After reading a selection from the fall issue, we had an open mic. One of my favorite moments was when our friend and long-time Stoneboat supporter, Rich Christensen, shared a poem he wrote about an experience he had teaching long ago in Botswana. He said it was the first time he'd ever read at an open mic. He is recently retired from a long teaching career, much of it at Lakeland College, and he is turning to poetry in his retirement. Nothing makes me happier than to see people with stories to tell (and that would be pretty much everyone alive on the planet) giving themselves time and permission to try, no matter what genre they may chose.

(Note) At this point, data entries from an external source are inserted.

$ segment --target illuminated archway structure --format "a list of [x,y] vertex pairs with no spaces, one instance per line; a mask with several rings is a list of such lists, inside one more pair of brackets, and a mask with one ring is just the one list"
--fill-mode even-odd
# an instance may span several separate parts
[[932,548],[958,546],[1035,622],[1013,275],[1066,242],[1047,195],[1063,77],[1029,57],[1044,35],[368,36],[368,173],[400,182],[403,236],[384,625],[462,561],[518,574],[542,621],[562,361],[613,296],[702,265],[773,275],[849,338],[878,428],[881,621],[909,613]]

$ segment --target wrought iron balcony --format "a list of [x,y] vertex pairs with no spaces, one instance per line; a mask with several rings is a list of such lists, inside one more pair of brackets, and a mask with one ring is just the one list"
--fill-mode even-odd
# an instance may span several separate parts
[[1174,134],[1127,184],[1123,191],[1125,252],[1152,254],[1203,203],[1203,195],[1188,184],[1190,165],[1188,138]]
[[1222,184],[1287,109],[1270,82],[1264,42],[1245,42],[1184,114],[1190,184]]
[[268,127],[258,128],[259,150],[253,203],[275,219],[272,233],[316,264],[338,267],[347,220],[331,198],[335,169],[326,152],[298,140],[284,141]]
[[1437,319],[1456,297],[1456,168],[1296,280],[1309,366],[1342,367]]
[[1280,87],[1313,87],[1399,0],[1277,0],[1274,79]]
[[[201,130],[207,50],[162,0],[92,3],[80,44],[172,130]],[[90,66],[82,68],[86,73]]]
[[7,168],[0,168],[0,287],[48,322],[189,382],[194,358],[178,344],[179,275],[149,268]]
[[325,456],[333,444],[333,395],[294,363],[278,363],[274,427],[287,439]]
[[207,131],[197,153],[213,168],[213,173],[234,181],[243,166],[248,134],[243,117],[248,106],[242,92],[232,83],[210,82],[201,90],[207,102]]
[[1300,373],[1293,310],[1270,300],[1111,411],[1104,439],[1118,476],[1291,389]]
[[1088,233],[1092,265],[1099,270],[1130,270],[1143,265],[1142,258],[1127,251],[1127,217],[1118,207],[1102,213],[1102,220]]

I say, tell it!

Our afternoon ended with a poetry piñata, an idea brought to us and facilitated by friend, ghost reader, and poet-in-her-own-right, Leighanne Fetter-Jensen. She told me before the reading that she had an "experiential" poetry activity to share, and while I did not know exactly what she had in mind, I said,"bring it on!" Imagine my surprise when she walked into Paradigm with a "My Pretty Pony" piñata filled with candy and words cut from political flyers. With Karl Elder's help and the permission of the management of Paradigm, we hung the piñata from the rafters and had at it with a stick. Big fun.

After poet Amy Kumrow dealt a blow in just the right place, we ate candy and made found poems with the words. It was a blast and nice way to wrap up not only this particular reading on that particular afternoon, but also a good end to this whole season of political rhetoric that has been driving us all nuts. May we all find more poetry inside everything we do, preferably without breaking anything to get to it, and may we all be moved to share it with each other while we are still not yet ghosts. 

1 comment:

Sig. said...

This was our best reading yet. We really outdid ourselves this time.